Thats right, I am told there is only four weeks remaining of my undergraduate degree at Messiah College. I said I have been told this because I am not looking forward to my time here ending, so I have definitely not been counting down the days. I am truely going to miss Messiah for some solid reasons, however it will ease my desire knowing the academic work would continue if I stayed here. The academic workload this semester had been ourageous. For you other soon to be college seniors out there reading this, dont worry, it is not normally like this. Most of my other friend have very easy semesters which make life to be very easy going and enjoyable. The two classes that are taking of a ton of time are Senior Seminar and Trip Implementation and Evaluation. Trip class has a lot of group work that takes hours on end. Senior Seminar has been requiring a ton of reading, long journals, and a large portfolio paper. I am working to get on top of things rather than falling behind like right after the spring break week.
The last time I posted was before Messiah’s Spring Break. I was one out of three leaders on a wilderness spring break trip that I led down to Georgia that consisted of backpacking and caving. I am not going to go into too much detail about the trip due to a time constraint, however I will explain to most interesting parts. We had 12 people in our group including the three leaders. We caved five different times in a total of four caves. There were two caves with miles and miles of passageway that we were no where near finishing exploring. Anderson Spring Cave was the most decorated cave with mind blowing pristine formations compared to any cave in PA that I know of. It was a wet cave, so we hard to dress with lots of clothing due to the need to crawl through water on our hands and knees. Another cave was called Ellison Cave that we went in on two different entrances two different times. This cave is famous to most cavers because of its vertical caving rappelling and ascending. It has a beautiful 585 foot straight drop on one side, then a 424 foot pit on the other end of the cave over 2 miles away. One the last day we rappelled a 60 foot stair step pit with waterfall right next to us which was really neat. It really took a long time with all 12 people, however everyone was safe and we ran into no problems. We entered Petty Johns cave that was very well used, however was quite large in size compared to anything in PA. It was very amazing, however we were able to finally find our way around inside of it. We entered Atwood point talus cave which was a small cave formed by rocks shifting, not water eroding the rock like all the other caves we entered.

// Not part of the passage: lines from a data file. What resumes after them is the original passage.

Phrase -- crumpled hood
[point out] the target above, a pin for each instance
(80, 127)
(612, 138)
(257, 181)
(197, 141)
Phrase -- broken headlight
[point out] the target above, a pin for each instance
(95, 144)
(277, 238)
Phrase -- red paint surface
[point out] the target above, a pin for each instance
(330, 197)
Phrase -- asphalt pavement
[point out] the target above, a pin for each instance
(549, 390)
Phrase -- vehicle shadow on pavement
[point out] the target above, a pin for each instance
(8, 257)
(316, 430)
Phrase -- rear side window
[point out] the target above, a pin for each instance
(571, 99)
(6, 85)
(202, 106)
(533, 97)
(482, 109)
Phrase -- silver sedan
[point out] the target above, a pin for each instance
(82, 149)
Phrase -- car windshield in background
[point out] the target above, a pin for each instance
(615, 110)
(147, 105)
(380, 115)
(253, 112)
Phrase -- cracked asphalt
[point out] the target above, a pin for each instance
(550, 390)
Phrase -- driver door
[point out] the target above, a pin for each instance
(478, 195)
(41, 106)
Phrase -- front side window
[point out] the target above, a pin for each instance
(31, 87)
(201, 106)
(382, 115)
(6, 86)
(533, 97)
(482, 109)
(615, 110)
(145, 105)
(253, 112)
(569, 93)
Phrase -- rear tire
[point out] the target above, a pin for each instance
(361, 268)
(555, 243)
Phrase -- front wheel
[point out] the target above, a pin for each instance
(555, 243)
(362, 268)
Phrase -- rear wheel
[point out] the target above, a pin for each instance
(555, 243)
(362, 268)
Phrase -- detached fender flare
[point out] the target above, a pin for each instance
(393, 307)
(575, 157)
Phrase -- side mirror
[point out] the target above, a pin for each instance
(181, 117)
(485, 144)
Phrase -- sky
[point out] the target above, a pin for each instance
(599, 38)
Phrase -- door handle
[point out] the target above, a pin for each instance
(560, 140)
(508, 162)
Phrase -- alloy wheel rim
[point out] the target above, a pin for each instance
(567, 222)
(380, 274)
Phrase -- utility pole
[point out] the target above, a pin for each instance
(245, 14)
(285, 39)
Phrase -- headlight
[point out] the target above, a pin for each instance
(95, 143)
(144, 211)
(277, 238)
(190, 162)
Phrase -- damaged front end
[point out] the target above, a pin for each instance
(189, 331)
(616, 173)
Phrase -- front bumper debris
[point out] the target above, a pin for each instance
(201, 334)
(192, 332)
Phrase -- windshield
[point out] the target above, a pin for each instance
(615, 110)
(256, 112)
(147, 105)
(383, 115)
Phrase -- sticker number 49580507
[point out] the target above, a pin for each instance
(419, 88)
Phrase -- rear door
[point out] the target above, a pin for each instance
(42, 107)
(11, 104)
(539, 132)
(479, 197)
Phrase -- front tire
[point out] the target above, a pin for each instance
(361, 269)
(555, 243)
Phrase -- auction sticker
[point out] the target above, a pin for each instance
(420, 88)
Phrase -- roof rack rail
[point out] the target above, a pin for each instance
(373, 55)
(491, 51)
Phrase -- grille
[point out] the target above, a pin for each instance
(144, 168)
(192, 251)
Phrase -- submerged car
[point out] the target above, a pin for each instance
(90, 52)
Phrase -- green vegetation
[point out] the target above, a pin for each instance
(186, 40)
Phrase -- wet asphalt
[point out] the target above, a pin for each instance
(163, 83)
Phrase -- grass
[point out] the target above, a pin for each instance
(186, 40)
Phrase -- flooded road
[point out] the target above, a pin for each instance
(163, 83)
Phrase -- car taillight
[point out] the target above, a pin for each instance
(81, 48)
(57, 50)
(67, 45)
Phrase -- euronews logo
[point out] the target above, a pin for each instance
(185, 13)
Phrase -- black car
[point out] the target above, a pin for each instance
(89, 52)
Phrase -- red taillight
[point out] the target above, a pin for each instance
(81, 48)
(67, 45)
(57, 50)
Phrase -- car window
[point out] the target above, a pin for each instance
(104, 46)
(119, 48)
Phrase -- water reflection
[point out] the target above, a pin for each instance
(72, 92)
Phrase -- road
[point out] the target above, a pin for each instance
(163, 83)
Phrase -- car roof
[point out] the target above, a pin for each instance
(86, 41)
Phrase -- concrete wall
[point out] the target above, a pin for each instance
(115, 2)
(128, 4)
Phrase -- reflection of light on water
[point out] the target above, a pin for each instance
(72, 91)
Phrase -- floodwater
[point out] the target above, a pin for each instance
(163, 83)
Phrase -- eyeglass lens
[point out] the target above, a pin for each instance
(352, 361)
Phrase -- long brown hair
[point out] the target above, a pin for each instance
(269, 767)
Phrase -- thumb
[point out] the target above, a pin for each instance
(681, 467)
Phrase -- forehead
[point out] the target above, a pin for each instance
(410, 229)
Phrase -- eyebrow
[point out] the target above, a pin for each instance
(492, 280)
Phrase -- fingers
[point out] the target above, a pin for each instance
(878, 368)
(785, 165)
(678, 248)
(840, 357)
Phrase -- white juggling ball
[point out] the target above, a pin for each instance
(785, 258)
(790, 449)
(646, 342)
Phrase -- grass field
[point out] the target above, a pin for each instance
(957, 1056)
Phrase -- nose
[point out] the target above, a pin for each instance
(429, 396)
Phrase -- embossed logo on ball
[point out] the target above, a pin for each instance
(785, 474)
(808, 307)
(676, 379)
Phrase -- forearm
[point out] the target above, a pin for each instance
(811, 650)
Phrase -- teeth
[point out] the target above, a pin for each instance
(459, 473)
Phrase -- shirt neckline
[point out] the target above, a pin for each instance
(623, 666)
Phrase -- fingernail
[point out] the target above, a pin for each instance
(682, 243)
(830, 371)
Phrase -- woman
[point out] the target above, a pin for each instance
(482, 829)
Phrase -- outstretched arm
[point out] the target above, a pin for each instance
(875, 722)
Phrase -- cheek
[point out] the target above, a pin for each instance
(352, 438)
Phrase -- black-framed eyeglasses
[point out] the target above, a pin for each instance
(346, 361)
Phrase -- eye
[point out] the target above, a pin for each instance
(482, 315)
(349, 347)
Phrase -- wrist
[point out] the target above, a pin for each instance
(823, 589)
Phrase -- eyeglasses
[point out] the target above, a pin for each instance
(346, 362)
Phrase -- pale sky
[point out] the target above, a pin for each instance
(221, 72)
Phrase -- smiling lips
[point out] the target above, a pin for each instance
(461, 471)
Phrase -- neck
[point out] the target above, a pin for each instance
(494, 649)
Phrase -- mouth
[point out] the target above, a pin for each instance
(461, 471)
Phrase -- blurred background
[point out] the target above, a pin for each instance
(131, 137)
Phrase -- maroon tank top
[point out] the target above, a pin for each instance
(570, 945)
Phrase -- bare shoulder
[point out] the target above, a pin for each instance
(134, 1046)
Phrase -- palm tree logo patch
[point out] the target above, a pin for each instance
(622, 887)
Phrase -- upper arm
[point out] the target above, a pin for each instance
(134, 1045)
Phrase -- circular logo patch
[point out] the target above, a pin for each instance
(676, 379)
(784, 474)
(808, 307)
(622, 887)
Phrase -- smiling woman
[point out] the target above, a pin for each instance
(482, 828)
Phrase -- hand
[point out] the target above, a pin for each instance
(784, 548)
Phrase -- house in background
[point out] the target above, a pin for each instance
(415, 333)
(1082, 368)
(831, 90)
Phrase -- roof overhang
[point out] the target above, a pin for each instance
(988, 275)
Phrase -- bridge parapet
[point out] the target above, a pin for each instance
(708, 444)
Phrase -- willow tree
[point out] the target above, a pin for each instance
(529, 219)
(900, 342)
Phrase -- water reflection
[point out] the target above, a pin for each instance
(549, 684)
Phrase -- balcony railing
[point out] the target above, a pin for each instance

The backpacking went really well, however our packs were very heavy due to our muddy/wet cover alls and caving shoes. We would normally wake around 9am and go to bed about midnight. The campsites we stayed at were generally nice, however we did camp next to a dirt road for two nights which was kind of annoying for some participants. We past two great views at the top of the mountain on the way which provided for a relaxing break from the heavy backpacks. Spiritually we concentrated on asking for help as men, and sharing our thoughts as men. Since it was an all male trip, it provided us the appropriate environment to talk about all male issues. At one point we had to take one of our leaders to the hospital due to a chronic sickness he quickly fell into one evening, but he was luckily back in the field the next evening.
The next weekend I went down to Radford, Virginia for a conference required for my senior seminar class put on by the Association for Experimental Education. At the conference we were able to go to sessions where they talked about different types of leadership, networking in the field, and activities to use in the wilderness. The highlights of the weekend were learning how to stand up paddle board and river surfing with them. I also went caving once with an organized group and we went again to the same cave the next evening with just a couple students from Messiah and got to see a lot more of the cave.
The weekend after that, it was time to race! It was the third time the Outdoors Club went down to the Tuckaseegee River for the American Canoe Association Collegiate National canoe and kayak race. We brought ten students from Messiah all the way down to North Carolina. At the race your were allowed to race twice in any catagory. Either tandem canoe, solo canoe, and solo kayak. I raced solo canoe and tandem canoe on saturday and got 5th out of 30 on the tandem canoe race. On Saturday after the race, the canoers went to an after race party at the Nantahala Outdoors Centerwhich was right on the river that has a man made surf wave that is world class. There was also a class 3/4 wave called the Nantahala falls that some of us ran multiple times for fun. After the paddle that ended after sun down, we had lots of pizza and got to watch a sweet paddle film festival of awesome paddle videos. On Sunday it was time for the team relay, Messiah finished 3rd out of nine. There were four legs, two tandem canoe, and two kayak sections. Overall Messiah won the award for 3rd place, however we really got fourth due to a later discovered scoring error. The race and camping was a good time, it was too bad for the poor and slow scoring calculations. Overall, the Outdoors Club subsidized the cost to only 20 dollars a person even though it would normally cost over 50 dollars a person. Thats all I have at this point, next I plan to write about my four years in review at Messiah.